Many of the colossal fortunes of the city have been created by the rise in the value of real estate. The rapid growth of the city during the past twelve years has greatly increased the value of property in the upper sections. Many persons who
but a few years ago were owners of tracts which were simply burdensome by reason of the numerous and heavy assessments upon them, and for which no purchasers could be found, have become very wealthy by the rapid increase in the value of their property. Many persons owning property of this kind sold at a heavy advance during the real estate speculations that succeeded the war. Others leased their lands to parties wishing to build on them. Others still hold on for further improvement. The Astors, A. T. Stewart, Vanderbilt and others have made a large share of their money by their investments in real estate.
A farm near the Central Park, which could not find a purchaser in 1862, when it was offered at a few thousand dollars, sold in 1868 in building lots for almost as many millions.
In 1860 a gentleman purchased a handsome house in a fashionable neighborhood. It was a corner house and fronted on Fifth avenue. He paid $50,000 for it, and spent $25,000 more in fitting up and furnishing it. His friends shook their heads at his extravagance. Since then he has resided in the house, and each year his property has increased in value. In 1869 he was offered nearly $300,000 dollars for the house and furniture, but refused to sell at this price, believing that he would be able in a few years to command a still larger sum.
XXXII. THE SABBATH IN NEW YORK.
On Sunday morning New York puts on its holiday dress. The stores are closed, the streets have a deserted aspect, for the crowds of vehicles, animals and human beings that fill them on other days are absent. There are no signs of trade anywhere except in the Bowery and Chatham street. The city has an appearance of cleanliness and quietness pleasant to behold.
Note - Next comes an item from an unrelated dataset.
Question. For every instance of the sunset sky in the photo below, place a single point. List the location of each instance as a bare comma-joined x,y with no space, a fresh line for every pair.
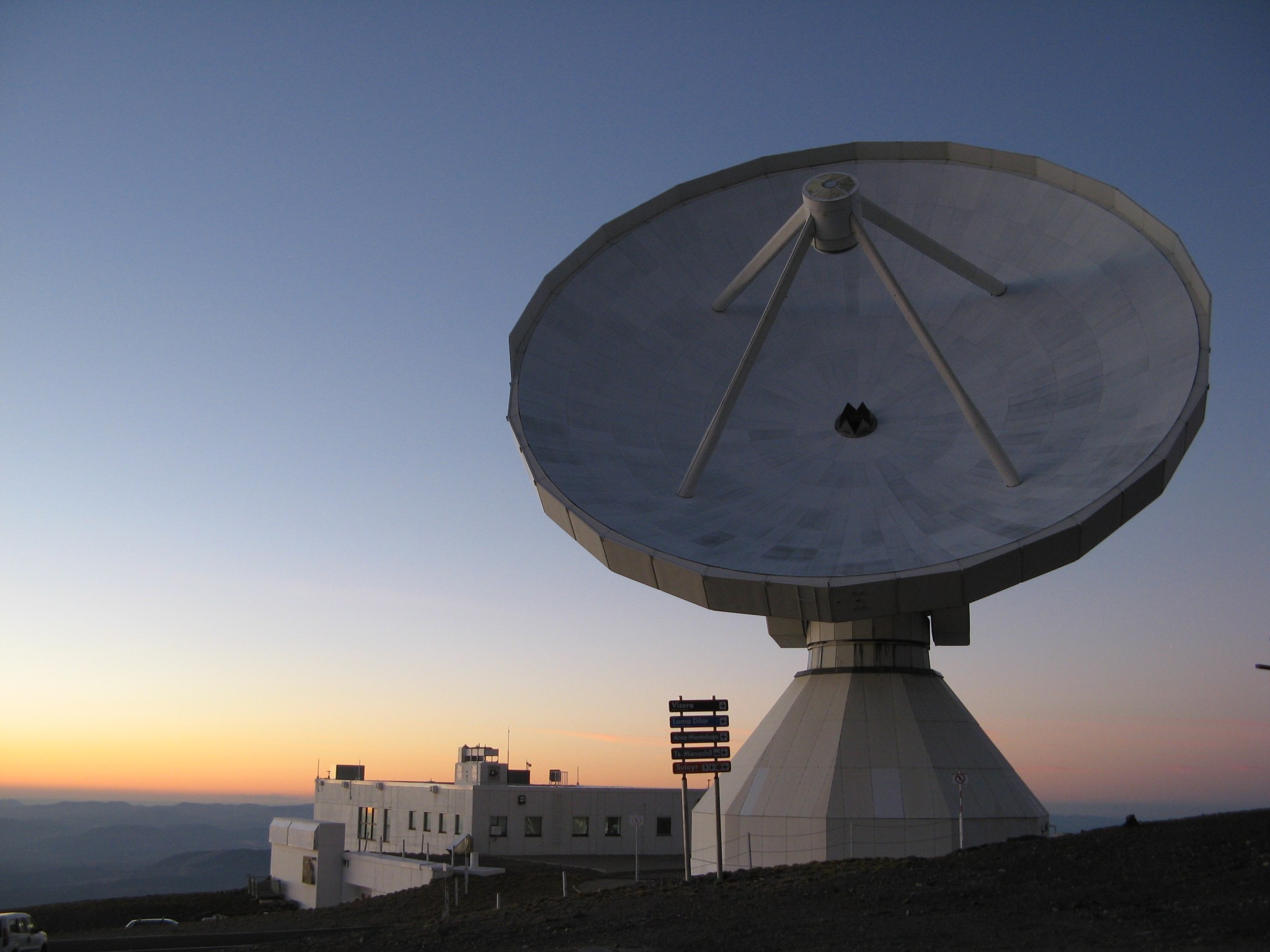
259,507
The wharves are hushed and still, and the river and bay lie calm and bright in the light of the Sabbath sun. One misses the stages from Broadway, and a stranger at once credits the coachmen with a greater regard for the day than their brothers of the street cars. The fact is, however, that Jehu of the stagecoach rests on the Sabbath because his business would be unprofitable on that day. The people who patronize him in the week have no use for him on Sunday. The horse-cars make their trips as in the week. They are a necessity in so large a city. The distances one is compelled to pass over here, even on Sunday, are too great to be traversed on foot.